At the same time, broader concerns persist. California Democrats targeting CEO pay are pursuing an agenda that’s integrated with a national election-year strategy focused around the so-called income inequality issue. At the federal level, that involves a synchronized push for higher minimum wages. (One California Democrat, Rep. Barbara Lee, wants a $26 an hour minimum wage.)

Labor unions, meanwhile, are playing a significant role in the campaign. The AFL-CIO, for instance, recently focused on pay disparity in its annual “Executive Paywatch” report. One prominent talking point emphasized that, for S&P 500 companies, the average profit per employee topped $41,000. The report implied that high-end CEO pay unjustifiably spends company profits on executives, not workers.

The report, however, obscures one reason for pay disparity that SB1372 also does not take into account. Profit per employee may be an important new metric in business analysis, as the influential consulting giant McKinsey has pointed out. Understanding CEO pay scales, however, requires a detailed comparison between types of business models.

Profit per employee varies dramatically across industry sectors. Data collected in 2009, for instance, shows that finance, media and tech companies reap in excess of $150,000 per employee. In the food, airline and pet industry, by contrast, profit per employee falls far below $25,000.

The significance of these differences shows up in how much workers would stand to gain from redistributed CEO salaries. To take one example, Oracle CEO Larry Ellison’s chart-topping salary of $78.4 million would translate into just $930 a year in extra pre-tax income for each of Oracle’s employees. In industries with much narrower profits per employee, the cash value to employees of redistributed CEO pay can be vanishingly small.

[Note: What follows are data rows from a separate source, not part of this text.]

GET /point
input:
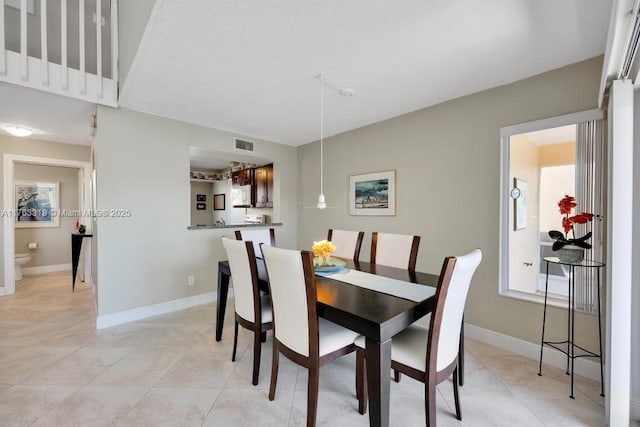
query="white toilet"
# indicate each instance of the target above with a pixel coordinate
(21, 259)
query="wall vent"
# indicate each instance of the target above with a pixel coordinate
(243, 145)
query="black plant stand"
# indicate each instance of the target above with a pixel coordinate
(570, 344)
(76, 247)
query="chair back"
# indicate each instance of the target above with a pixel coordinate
(451, 296)
(257, 236)
(348, 243)
(293, 298)
(394, 250)
(244, 273)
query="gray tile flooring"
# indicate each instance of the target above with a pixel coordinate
(57, 370)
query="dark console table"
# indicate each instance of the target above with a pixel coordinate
(76, 247)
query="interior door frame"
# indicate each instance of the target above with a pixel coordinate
(9, 162)
(506, 184)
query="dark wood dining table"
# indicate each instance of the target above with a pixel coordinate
(375, 315)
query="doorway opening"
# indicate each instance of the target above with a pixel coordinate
(16, 163)
(543, 161)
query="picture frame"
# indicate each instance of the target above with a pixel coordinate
(519, 195)
(373, 194)
(219, 202)
(37, 204)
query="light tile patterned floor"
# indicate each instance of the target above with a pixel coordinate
(57, 370)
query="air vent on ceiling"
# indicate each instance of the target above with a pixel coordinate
(243, 145)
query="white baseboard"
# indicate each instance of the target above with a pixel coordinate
(635, 410)
(113, 319)
(586, 368)
(30, 271)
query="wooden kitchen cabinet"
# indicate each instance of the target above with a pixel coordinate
(263, 188)
(242, 177)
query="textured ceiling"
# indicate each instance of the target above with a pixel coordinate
(248, 66)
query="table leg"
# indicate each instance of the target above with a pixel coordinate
(76, 247)
(461, 355)
(223, 290)
(572, 308)
(378, 357)
(569, 325)
(544, 318)
(600, 339)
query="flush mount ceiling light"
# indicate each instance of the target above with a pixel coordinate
(322, 204)
(16, 130)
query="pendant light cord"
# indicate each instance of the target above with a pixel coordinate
(321, 135)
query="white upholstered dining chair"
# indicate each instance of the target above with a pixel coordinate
(430, 355)
(394, 250)
(252, 310)
(348, 243)
(257, 236)
(298, 333)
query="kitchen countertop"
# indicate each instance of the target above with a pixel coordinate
(209, 227)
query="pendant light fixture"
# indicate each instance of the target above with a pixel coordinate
(322, 204)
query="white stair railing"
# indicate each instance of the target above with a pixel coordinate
(56, 75)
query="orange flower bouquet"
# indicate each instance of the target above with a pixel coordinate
(566, 205)
(323, 250)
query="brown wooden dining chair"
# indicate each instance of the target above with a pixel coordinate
(257, 236)
(430, 355)
(298, 333)
(348, 243)
(394, 250)
(252, 310)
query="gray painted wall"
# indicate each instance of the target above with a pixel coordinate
(447, 162)
(142, 164)
(635, 319)
(132, 20)
(54, 243)
(35, 148)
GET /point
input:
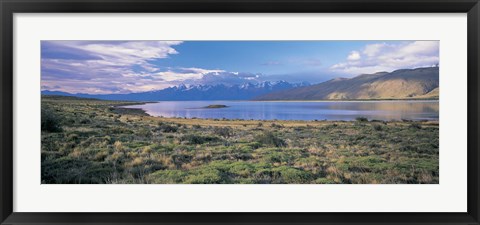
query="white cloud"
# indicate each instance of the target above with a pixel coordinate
(354, 55)
(388, 57)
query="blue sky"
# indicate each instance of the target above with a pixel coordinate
(134, 66)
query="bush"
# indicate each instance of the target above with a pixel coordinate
(166, 128)
(378, 127)
(269, 139)
(223, 131)
(166, 177)
(50, 121)
(361, 119)
(198, 140)
(415, 126)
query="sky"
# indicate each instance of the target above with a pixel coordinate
(106, 67)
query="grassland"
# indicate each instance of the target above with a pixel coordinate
(93, 141)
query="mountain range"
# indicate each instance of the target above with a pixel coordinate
(183, 92)
(399, 84)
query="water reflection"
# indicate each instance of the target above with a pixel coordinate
(378, 110)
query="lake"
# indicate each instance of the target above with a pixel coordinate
(296, 110)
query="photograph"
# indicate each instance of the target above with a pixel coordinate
(240, 111)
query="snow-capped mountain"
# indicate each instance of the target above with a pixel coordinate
(245, 91)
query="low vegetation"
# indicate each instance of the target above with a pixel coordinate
(93, 141)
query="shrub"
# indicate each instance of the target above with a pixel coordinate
(361, 119)
(166, 177)
(415, 126)
(50, 121)
(377, 127)
(166, 128)
(269, 139)
(198, 140)
(223, 131)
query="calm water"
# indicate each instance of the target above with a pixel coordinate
(379, 110)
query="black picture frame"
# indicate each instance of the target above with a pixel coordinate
(9, 7)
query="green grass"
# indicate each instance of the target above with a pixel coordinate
(94, 141)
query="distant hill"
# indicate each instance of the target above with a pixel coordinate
(399, 84)
(246, 91)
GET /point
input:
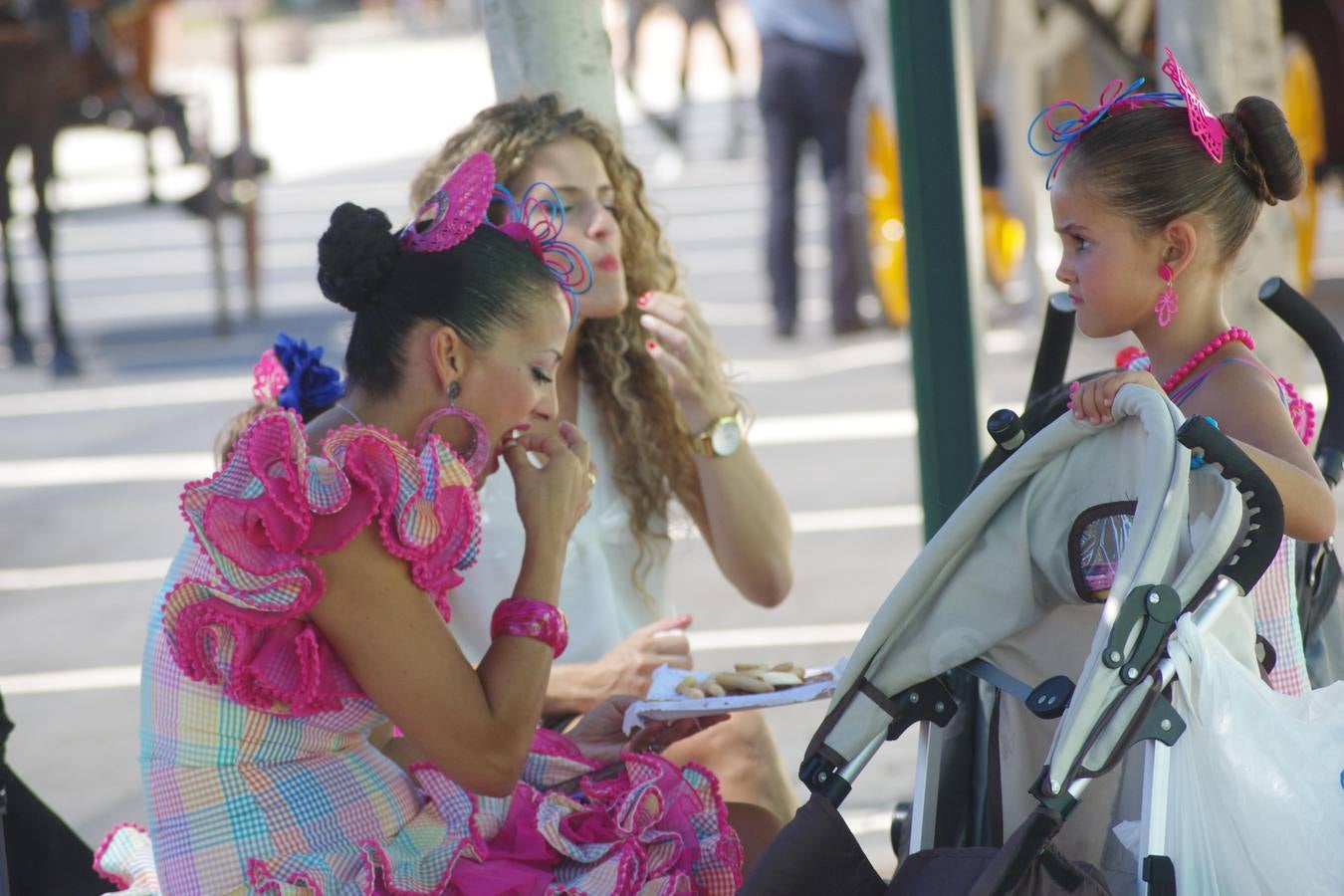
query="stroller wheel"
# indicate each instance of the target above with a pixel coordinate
(901, 830)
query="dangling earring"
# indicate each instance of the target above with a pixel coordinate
(1166, 305)
(475, 456)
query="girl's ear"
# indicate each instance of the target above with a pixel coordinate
(1180, 239)
(448, 354)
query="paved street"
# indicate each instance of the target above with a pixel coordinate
(91, 469)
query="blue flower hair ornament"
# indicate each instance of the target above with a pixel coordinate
(292, 375)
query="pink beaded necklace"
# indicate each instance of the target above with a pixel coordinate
(1233, 335)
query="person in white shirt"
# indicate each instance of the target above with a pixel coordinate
(644, 377)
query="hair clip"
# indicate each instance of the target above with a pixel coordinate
(538, 220)
(1114, 99)
(269, 377)
(459, 206)
(1206, 126)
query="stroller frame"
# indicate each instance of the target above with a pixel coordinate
(1153, 722)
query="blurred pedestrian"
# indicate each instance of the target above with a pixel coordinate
(809, 69)
(690, 12)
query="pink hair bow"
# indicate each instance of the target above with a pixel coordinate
(460, 206)
(1203, 123)
(538, 220)
(1117, 97)
(269, 377)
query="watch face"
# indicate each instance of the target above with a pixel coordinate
(726, 438)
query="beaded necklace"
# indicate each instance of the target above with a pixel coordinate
(1233, 335)
(1298, 408)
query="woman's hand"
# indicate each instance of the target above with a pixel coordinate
(552, 499)
(1091, 400)
(683, 348)
(599, 737)
(628, 666)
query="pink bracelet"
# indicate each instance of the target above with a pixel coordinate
(527, 618)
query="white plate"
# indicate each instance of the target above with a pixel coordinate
(820, 683)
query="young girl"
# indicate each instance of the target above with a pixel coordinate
(308, 607)
(1153, 196)
(644, 377)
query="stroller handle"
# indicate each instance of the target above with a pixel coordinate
(1056, 337)
(1328, 346)
(1248, 563)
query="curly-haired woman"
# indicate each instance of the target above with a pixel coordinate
(644, 377)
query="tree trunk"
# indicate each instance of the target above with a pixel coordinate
(553, 47)
(1233, 49)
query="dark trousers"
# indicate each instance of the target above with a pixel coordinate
(805, 95)
(45, 856)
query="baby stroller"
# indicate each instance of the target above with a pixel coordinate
(1197, 543)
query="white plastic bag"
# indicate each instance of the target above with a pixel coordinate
(1256, 781)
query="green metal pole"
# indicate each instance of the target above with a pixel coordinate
(941, 327)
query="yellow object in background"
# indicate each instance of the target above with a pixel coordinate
(1006, 238)
(1005, 235)
(886, 220)
(1306, 121)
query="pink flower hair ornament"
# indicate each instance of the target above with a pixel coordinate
(538, 220)
(1114, 99)
(461, 203)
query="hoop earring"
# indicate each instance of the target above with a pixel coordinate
(1166, 307)
(475, 457)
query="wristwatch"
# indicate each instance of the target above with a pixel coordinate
(721, 438)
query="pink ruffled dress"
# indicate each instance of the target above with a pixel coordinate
(256, 762)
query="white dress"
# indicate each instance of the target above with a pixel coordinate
(597, 591)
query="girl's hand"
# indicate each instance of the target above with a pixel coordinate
(599, 738)
(552, 499)
(1091, 400)
(683, 346)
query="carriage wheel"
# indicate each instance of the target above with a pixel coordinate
(1305, 115)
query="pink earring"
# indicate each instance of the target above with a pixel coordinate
(477, 454)
(1166, 307)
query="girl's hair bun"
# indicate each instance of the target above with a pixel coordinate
(355, 256)
(1263, 149)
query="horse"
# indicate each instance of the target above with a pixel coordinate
(57, 58)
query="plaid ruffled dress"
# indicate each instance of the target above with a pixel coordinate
(256, 762)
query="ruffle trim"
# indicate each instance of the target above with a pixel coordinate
(272, 508)
(126, 858)
(653, 829)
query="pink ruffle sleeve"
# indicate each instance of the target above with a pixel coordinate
(262, 519)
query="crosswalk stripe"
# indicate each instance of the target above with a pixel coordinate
(183, 466)
(152, 569)
(237, 388)
(127, 676)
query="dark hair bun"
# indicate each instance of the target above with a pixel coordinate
(355, 256)
(1265, 149)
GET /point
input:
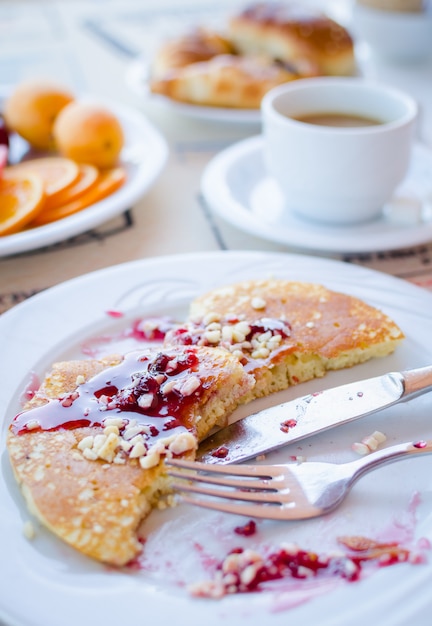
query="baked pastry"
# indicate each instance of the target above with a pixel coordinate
(88, 449)
(201, 44)
(286, 332)
(292, 32)
(226, 80)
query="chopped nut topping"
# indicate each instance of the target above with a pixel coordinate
(258, 303)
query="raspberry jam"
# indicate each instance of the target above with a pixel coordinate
(155, 388)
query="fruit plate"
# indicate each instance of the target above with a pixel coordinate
(46, 583)
(144, 155)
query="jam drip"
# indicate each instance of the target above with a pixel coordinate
(154, 388)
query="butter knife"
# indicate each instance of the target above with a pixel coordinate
(291, 421)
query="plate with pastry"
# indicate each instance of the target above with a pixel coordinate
(96, 398)
(236, 186)
(224, 74)
(73, 163)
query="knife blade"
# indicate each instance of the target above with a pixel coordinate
(291, 421)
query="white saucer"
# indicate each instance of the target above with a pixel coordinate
(237, 187)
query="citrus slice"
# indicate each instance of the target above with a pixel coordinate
(88, 175)
(57, 173)
(4, 151)
(108, 182)
(21, 199)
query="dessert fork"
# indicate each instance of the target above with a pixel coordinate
(280, 492)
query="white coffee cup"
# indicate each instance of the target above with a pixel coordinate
(338, 175)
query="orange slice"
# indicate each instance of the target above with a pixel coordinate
(57, 173)
(21, 199)
(108, 182)
(88, 175)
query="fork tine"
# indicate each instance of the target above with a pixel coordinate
(240, 483)
(263, 497)
(260, 511)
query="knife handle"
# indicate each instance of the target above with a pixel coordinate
(417, 381)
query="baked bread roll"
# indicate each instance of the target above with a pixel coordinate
(88, 450)
(291, 32)
(286, 332)
(201, 44)
(224, 81)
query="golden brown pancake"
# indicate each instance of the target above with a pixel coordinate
(287, 332)
(88, 450)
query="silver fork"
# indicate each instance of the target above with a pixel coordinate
(280, 492)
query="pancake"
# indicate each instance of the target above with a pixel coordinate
(88, 450)
(285, 333)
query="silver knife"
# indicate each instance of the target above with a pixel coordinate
(291, 421)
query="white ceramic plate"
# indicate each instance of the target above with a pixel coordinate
(45, 583)
(144, 156)
(137, 80)
(236, 185)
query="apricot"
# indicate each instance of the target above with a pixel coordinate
(89, 133)
(32, 108)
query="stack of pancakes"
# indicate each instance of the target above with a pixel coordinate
(88, 450)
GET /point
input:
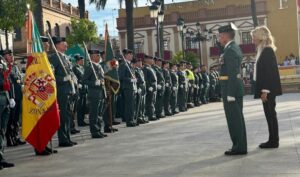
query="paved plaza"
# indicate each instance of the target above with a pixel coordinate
(190, 144)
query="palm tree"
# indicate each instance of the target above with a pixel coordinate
(100, 4)
(81, 6)
(253, 12)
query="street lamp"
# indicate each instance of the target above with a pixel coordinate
(158, 15)
(204, 35)
(180, 28)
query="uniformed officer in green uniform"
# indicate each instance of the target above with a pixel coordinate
(128, 88)
(205, 82)
(212, 85)
(151, 88)
(65, 90)
(94, 78)
(82, 91)
(182, 90)
(200, 84)
(13, 127)
(168, 88)
(174, 92)
(159, 104)
(6, 101)
(141, 93)
(232, 90)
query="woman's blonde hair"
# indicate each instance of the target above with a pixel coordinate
(263, 34)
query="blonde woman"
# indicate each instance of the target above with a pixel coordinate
(266, 76)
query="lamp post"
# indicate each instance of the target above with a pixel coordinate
(180, 25)
(161, 38)
(158, 16)
(204, 35)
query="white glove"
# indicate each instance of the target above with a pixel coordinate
(12, 103)
(97, 83)
(133, 80)
(67, 78)
(159, 86)
(230, 99)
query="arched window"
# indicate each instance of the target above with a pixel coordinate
(48, 27)
(67, 31)
(56, 30)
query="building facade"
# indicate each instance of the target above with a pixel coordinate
(280, 16)
(54, 17)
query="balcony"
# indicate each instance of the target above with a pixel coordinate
(63, 8)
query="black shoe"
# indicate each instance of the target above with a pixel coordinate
(6, 164)
(74, 143)
(74, 131)
(104, 135)
(230, 152)
(20, 142)
(97, 136)
(44, 153)
(131, 124)
(83, 124)
(109, 130)
(51, 150)
(65, 144)
(116, 123)
(268, 145)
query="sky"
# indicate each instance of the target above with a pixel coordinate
(109, 14)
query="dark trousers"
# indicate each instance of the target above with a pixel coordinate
(13, 125)
(4, 116)
(236, 123)
(81, 108)
(271, 116)
(166, 102)
(64, 104)
(173, 101)
(96, 113)
(110, 107)
(150, 102)
(159, 111)
(129, 106)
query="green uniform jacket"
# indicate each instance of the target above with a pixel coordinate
(64, 87)
(150, 77)
(160, 76)
(230, 66)
(90, 80)
(141, 84)
(126, 73)
(167, 77)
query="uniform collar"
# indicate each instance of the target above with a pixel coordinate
(228, 43)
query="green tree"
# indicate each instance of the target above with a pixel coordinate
(190, 57)
(81, 6)
(13, 15)
(100, 4)
(253, 13)
(83, 30)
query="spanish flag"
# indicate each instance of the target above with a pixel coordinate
(40, 113)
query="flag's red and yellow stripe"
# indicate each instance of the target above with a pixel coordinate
(40, 115)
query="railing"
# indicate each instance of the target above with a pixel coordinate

As a result, the effect of SB1372 would be to penalize corporations without regard to their profit per employee. That’s at odds with its intended goal of using tax policy to pressure companies to improve their employees’ economic fortunes. Especially in industries with a low profit per employee, narrowing pay disparity will have no measurable effect.

For that reason, SB1372 is likely to meet stiff resistance, despite its support among high-profile national Democrats. Although Republicans are weak in California, nationwide opposition to wage legislation is powerful and well-organized.